The recent start of the baseball season and this issue’s inspirational stories of kids overcoming adversity have me thinking back to my own dashed baseball dreams, and what they taught me.
When I was growing up here in North Dallas, I fantasized that I would become a major league ball player. I was decent at the game, but the truth is that I wasn’t even good enough to make my own high school team.
During the summers, many of us boys would ball with the Spring Valley Athletic Association (SVAA). Despite the fact that I hadn’t made my school team and there seemed little hope of my playing ball in SVAA beyond my senior year, I still had some kind of magical thinking going that I’d one day be the next Pete Rose. (Yes. He was my high school idol. Don’t judge me.)
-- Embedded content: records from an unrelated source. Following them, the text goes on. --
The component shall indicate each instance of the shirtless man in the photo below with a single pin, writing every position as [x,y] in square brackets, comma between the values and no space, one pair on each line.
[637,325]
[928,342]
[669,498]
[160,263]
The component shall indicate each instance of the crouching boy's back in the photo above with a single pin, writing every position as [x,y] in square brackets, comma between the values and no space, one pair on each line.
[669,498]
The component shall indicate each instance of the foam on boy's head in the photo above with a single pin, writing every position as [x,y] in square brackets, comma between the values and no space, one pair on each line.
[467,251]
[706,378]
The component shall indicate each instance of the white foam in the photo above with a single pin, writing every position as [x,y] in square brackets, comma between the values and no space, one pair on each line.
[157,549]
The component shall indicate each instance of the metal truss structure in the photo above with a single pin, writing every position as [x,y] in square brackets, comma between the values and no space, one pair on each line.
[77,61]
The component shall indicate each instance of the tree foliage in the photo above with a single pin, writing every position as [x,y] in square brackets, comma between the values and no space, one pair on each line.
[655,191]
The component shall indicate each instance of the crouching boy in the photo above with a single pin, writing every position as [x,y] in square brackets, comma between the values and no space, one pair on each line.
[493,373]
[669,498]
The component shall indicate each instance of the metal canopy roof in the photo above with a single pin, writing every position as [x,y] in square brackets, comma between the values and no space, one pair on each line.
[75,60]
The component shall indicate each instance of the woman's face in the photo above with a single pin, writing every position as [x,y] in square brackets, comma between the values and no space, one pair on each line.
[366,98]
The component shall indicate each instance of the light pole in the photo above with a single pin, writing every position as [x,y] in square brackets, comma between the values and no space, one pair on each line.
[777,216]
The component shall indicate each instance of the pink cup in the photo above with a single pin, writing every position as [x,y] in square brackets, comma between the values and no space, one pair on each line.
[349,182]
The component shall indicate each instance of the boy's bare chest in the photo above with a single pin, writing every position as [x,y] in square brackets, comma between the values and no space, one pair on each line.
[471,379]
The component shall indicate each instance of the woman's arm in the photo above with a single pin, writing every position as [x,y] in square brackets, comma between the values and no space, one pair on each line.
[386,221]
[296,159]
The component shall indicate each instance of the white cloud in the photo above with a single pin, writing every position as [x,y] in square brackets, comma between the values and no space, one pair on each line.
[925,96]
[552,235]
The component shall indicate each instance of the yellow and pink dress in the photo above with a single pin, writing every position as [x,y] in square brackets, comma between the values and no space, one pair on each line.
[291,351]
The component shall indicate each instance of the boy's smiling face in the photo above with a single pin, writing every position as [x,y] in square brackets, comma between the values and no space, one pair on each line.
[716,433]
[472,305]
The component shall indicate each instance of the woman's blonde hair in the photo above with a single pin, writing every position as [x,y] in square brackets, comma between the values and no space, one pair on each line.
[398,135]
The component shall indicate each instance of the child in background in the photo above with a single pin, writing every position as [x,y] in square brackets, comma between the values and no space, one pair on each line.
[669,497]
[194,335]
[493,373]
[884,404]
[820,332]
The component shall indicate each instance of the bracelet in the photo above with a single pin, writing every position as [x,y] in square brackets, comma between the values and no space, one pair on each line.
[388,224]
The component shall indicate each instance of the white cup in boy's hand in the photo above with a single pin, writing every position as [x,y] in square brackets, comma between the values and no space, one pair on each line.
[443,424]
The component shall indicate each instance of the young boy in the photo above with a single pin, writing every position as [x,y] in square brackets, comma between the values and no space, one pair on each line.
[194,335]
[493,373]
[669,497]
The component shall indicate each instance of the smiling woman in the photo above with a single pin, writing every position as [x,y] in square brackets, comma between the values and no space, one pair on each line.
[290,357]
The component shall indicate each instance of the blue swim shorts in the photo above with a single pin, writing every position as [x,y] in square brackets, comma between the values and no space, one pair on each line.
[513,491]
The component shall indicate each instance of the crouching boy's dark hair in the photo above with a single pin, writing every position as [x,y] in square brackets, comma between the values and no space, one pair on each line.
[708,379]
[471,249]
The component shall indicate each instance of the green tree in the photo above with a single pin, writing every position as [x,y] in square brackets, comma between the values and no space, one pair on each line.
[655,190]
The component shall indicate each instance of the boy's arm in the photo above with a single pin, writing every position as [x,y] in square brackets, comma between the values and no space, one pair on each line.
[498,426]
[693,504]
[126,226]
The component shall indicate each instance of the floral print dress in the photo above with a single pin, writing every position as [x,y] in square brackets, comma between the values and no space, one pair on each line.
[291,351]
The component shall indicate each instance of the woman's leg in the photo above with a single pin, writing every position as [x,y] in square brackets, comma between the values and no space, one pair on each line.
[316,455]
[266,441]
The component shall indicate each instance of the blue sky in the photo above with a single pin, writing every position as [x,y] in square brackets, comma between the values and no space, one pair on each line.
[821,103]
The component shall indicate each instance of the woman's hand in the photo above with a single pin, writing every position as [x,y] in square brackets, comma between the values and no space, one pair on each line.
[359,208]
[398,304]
A part of what kept that dream alive, I suppose, was that our SVAA team was amazing. During our junior year, we destroyed all the competition. We made it to the championship game where we faced off against a senior team with a pitcher who was headed to Texas A&M University on a baseball scholarship.
We lost the championship game that year. But even in the loss, we felt confident.
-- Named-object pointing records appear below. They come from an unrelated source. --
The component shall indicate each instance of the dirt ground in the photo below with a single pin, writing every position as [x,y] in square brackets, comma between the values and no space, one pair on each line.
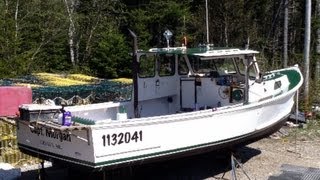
[297,146]
[273,154]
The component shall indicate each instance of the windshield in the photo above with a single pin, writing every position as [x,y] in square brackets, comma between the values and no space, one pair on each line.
[222,65]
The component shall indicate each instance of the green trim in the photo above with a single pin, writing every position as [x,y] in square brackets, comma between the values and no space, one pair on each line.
[294,77]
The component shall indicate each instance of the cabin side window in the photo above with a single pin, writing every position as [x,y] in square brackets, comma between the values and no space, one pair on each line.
[166,65]
[201,66]
[182,66]
[225,66]
[241,68]
[146,66]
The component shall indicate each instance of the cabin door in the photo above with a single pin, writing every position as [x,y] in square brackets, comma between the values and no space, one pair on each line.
[188,94]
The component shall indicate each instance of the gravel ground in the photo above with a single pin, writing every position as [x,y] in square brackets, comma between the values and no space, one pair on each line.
[300,148]
[260,160]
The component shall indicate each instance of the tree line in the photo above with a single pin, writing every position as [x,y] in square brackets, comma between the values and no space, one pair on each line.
[91,36]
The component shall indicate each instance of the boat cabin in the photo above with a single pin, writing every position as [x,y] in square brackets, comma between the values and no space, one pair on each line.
[171,80]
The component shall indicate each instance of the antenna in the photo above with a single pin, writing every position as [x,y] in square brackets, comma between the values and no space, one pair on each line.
[167,34]
[207,23]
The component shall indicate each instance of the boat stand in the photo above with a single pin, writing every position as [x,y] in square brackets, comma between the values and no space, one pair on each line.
[234,165]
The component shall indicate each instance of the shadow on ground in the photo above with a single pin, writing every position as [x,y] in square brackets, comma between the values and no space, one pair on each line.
[194,167]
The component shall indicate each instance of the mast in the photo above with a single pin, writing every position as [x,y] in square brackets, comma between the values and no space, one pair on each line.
[135,74]
[207,23]
[307,51]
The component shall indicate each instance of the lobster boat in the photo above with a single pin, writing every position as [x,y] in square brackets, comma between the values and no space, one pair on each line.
[184,101]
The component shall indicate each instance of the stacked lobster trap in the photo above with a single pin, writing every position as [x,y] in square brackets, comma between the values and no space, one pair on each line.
[9,152]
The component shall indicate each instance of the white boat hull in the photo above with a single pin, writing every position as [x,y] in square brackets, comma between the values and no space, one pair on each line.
[140,140]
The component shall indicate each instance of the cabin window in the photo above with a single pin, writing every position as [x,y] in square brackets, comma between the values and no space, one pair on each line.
[182,66]
[166,65]
[225,66]
[241,68]
[147,66]
[201,66]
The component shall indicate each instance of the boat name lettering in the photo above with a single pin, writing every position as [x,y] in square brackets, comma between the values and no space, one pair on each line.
[121,138]
[58,135]
[51,134]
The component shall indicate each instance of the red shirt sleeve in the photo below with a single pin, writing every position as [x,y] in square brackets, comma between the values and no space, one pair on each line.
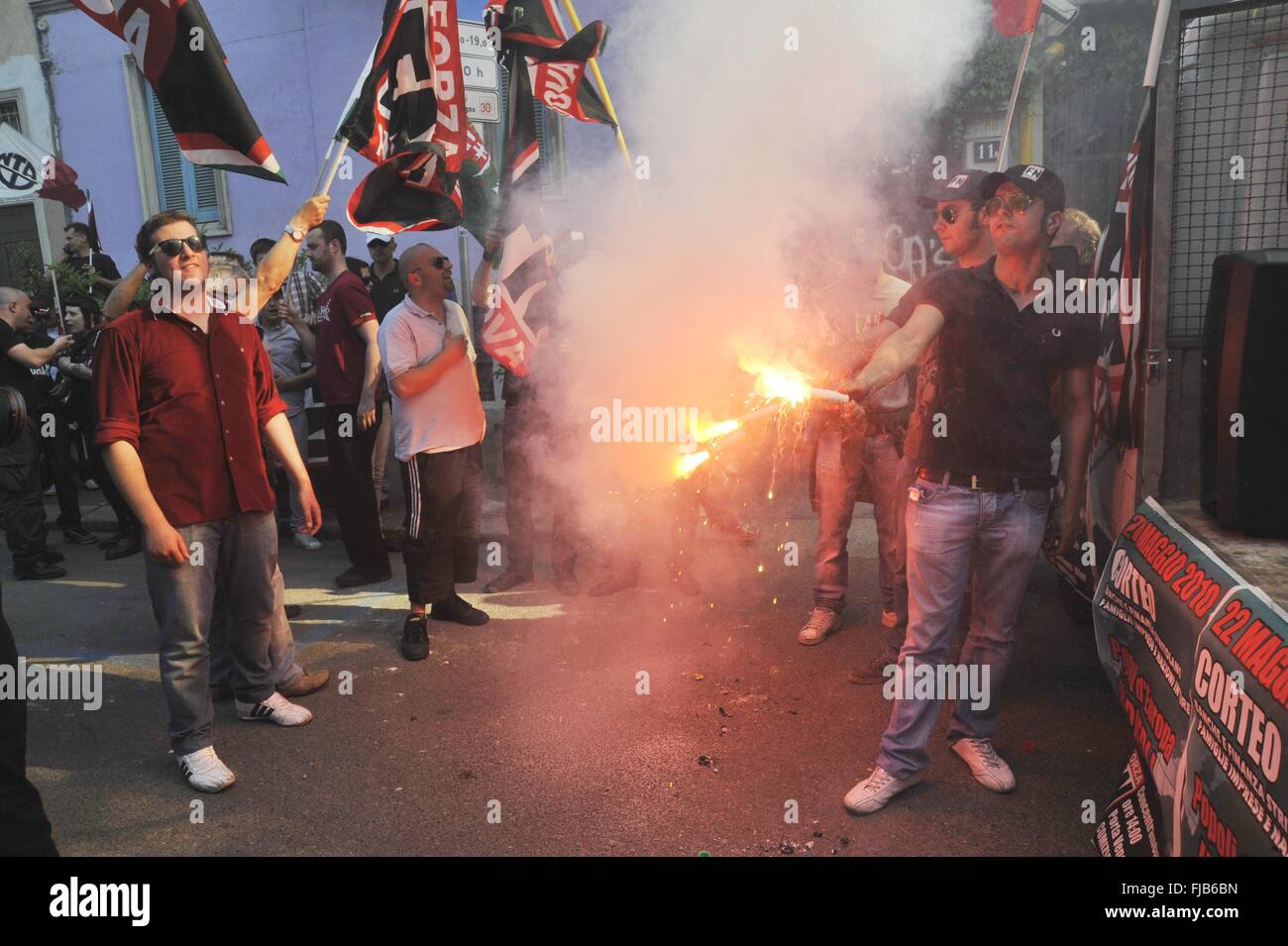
[116,387]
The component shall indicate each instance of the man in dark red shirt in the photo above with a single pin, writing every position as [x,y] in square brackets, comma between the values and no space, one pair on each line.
[348,366]
[184,391]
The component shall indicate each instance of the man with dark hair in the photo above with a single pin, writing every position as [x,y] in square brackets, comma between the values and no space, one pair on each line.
[21,501]
[348,362]
[426,352]
[984,486]
[78,253]
[964,235]
[185,398]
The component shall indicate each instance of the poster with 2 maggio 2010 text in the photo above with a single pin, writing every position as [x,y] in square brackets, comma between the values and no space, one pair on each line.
[1199,662]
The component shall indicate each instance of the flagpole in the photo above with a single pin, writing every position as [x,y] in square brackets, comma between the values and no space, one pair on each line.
[1155,43]
[603,90]
[1016,95]
[334,166]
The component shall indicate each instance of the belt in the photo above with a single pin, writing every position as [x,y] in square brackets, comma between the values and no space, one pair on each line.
[987,484]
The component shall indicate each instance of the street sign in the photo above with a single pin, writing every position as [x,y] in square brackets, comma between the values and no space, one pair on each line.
[482,106]
[480,73]
[475,42]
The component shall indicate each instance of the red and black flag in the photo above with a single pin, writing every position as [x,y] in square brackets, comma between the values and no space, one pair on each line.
[180,56]
[545,65]
[407,116]
[1017,17]
[1124,257]
[557,64]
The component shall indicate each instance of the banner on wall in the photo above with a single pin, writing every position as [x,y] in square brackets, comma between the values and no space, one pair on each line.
[1199,663]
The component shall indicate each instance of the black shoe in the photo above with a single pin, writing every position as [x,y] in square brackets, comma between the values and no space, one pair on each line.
[415,645]
[567,583]
[352,579]
[128,546]
[507,579]
[459,611]
[614,581]
[39,569]
[875,670]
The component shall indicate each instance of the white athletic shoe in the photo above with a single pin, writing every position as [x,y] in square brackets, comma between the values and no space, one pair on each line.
[277,709]
[307,542]
[875,791]
[204,770]
[820,623]
[986,765]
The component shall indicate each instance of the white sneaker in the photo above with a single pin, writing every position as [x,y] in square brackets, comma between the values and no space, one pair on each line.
[820,623]
[986,765]
[204,770]
[875,791]
[307,542]
[277,709]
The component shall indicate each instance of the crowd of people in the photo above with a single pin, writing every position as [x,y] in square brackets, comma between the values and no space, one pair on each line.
[174,405]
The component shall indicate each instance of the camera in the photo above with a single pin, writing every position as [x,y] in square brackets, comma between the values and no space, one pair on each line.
[13,416]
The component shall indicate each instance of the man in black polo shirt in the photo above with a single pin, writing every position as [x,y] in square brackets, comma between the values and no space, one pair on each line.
[78,253]
[21,502]
[983,481]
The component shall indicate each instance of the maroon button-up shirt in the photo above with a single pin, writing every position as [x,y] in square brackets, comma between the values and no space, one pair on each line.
[193,404]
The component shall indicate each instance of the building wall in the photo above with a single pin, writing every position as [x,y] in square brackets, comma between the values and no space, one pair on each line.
[21,73]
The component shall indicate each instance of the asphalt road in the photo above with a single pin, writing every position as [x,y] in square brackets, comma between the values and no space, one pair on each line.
[528,735]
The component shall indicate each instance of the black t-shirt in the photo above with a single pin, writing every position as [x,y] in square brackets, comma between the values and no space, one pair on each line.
[385,292]
[101,264]
[996,366]
[13,373]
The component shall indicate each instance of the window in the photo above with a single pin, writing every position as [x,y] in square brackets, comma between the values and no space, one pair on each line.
[180,184]
[9,113]
[167,180]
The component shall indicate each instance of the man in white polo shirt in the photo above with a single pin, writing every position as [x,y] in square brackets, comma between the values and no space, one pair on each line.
[438,425]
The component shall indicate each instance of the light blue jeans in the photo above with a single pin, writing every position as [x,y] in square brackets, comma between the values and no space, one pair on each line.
[944,524]
[237,554]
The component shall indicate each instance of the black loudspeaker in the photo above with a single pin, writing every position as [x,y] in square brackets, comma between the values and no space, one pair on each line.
[1241,477]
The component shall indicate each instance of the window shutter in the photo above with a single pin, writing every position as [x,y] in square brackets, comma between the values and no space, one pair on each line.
[168,158]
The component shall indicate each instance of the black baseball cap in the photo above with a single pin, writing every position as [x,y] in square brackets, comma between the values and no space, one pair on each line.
[1037,181]
[954,187]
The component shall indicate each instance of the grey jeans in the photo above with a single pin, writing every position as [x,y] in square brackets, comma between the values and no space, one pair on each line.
[237,554]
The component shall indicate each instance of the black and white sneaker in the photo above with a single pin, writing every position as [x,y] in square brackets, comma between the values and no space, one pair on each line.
[204,770]
[275,708]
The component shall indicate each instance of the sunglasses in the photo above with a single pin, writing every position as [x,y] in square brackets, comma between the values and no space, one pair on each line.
[172,248]
[1017,203]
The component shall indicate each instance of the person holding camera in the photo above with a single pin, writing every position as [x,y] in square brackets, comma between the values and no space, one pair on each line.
[21,499]
[76,369]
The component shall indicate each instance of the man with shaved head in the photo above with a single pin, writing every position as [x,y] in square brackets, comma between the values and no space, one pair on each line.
[428,358]
[20,473]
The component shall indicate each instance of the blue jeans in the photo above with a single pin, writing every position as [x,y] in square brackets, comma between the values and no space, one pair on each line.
[837,475]
[944,525]
[240,555]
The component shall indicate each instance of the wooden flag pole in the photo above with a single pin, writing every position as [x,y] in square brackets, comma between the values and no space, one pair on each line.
[603,90]
[1016,95]
[333,167]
Next year would be our year.
Sure enough, it was. Our senior year, we mowed down all opponents in the regular season. Creamed them. It wasn’t even close. We were supremely confident. We were good, and we knew it. We were the Yankees of the ’30s. The Reds of the ’70s.
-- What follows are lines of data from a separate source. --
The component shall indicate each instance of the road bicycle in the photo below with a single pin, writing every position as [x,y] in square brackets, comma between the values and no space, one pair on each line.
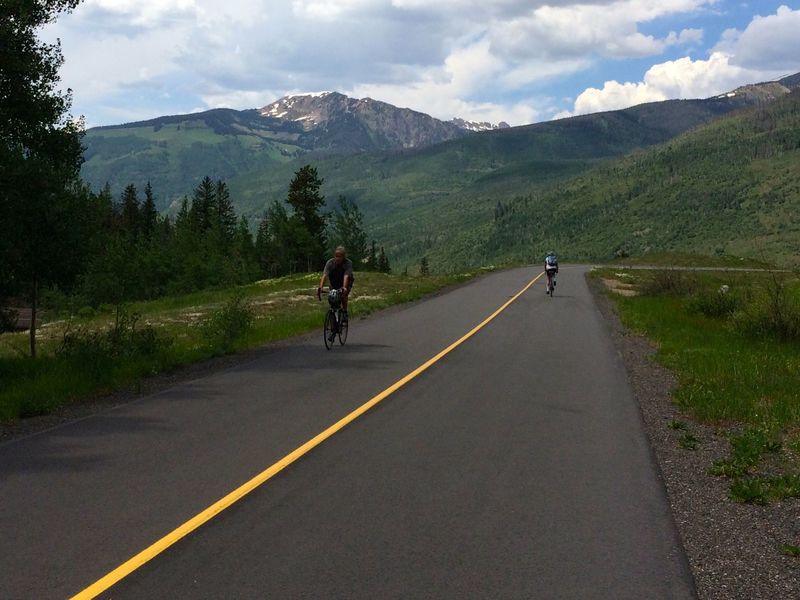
[551,282]
[336,321]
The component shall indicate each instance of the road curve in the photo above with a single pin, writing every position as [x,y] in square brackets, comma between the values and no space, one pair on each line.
[514,467]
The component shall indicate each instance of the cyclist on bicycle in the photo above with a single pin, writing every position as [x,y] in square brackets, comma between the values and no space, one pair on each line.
[551,268]
[339,272]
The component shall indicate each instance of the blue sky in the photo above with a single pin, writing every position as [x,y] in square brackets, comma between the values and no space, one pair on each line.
[486,60]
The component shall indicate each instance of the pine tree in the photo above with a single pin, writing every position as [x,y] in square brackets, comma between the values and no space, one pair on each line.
[305,198]
[225,213]
[383,262]
[203,205]
[129,211]
[148,214]
[348,231]
[424,268]
[40,158]
[372,258]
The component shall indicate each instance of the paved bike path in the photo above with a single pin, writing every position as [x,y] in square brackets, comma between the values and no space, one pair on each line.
[515,467]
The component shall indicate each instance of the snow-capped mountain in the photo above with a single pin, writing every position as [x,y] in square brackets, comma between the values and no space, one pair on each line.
[336,121]
[479,126]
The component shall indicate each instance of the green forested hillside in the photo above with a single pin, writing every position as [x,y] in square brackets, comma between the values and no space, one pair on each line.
[257,156]
[727,187]
[441,200]
[730,187]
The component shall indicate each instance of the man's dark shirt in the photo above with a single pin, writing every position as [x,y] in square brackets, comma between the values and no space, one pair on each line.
[336,272]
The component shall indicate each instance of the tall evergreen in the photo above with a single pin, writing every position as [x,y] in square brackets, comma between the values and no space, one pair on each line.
[40,158]
[148,214]
[372,258]
[383,262]
[307,201]
[203,206]
[225,217]
[129,211]
[348,231]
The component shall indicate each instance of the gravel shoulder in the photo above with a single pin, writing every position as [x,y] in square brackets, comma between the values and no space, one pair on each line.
[734,549]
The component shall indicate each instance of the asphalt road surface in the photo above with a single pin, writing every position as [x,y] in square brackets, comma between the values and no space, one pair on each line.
[516,466]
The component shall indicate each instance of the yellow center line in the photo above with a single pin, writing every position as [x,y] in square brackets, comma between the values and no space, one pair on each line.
[171,538]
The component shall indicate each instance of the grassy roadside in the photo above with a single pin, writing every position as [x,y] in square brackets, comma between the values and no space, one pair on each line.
[96,353]
[732,340]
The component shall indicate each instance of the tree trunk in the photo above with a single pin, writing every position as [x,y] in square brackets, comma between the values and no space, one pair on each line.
[34,299]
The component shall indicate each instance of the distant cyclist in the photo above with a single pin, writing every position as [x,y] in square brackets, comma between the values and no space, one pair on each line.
[551,268]
[339,272]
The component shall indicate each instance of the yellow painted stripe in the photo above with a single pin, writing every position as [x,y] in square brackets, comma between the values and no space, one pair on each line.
[168,540]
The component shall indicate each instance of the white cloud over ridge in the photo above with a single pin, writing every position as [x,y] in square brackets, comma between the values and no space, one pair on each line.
[767,49]
[476,59]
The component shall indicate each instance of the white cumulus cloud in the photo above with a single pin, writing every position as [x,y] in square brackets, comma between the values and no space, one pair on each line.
[767,49]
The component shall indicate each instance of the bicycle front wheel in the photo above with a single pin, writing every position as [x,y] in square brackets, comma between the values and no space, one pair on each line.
[329,330]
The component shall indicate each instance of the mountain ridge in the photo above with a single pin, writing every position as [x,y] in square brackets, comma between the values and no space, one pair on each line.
[257,154]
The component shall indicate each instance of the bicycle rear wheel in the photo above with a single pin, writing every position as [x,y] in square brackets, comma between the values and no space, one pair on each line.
[342,330]
[329,330]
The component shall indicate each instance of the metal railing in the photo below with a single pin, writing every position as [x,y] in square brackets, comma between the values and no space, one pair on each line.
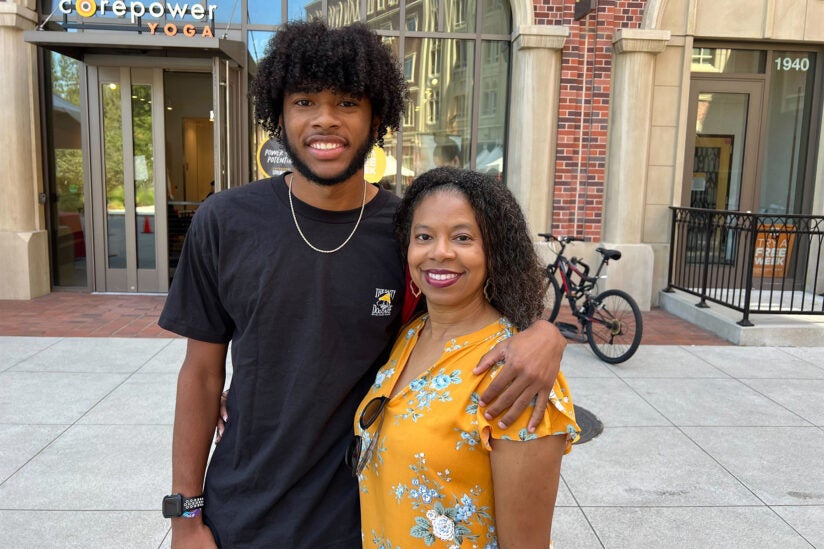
[751,263]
Then came the playoffs, and the unthinkable happened. We lost in the first round to a team that wasn’t nearly as good as we were.
There would be no triumphant return to the championship game. “Our year” wasn’t to be. After the game in the dugout, we bowed our heads in stunned silence. A few guys even cried.
I was home alone that night, and as I walked through the doors of our empty house, my magical thinking suddenly fell away into the shadows. I realized something seminal was about to happen.
I was about to take off a baseball uniform for the last time in my life.
I did. And I cried buckets of tears, alone.
A few weeks later, we had a final party with the guys at one of their houses. We nursed our wounds, we talked about college. Then we all went our separate ways. I see a few of those guys on Facebook now and then, and many of us still live in Dallas. But we’ve all kind of lost touch.
My own daughter is about to be a high school senior. What I’ve learned as a father is that I hate to see her hurting or in pain over anything. My own paternal instinct is to save her from sufferings like I endured that night.
But looking back now, it’s clear that losing an early dream like that, even as improbable as it was, was a gift. In baseball, the greatest of the greats fail 65 percent of the time. That loss taught me something. In a small way, it reminded me that even when you lose a dream or suffer a pain, new doors open, and a new life is possible.
We’ve just celebrated Easter in the Christian tradition. And the primary metaphor of that powerful story is “life conquering death.” Easter is the belief that whatever pain, evil or suffering we encounter in life, God can transform it into something new, holy and beautiful.
Ultimately, it was losing my baseball dream early in life that helped me realize that we always have far more options than we think we do. Even when big dreams fall away, there’s always so much more ahead. (It also taught me how to be a good Texas Rangers fan … but that’s another story.)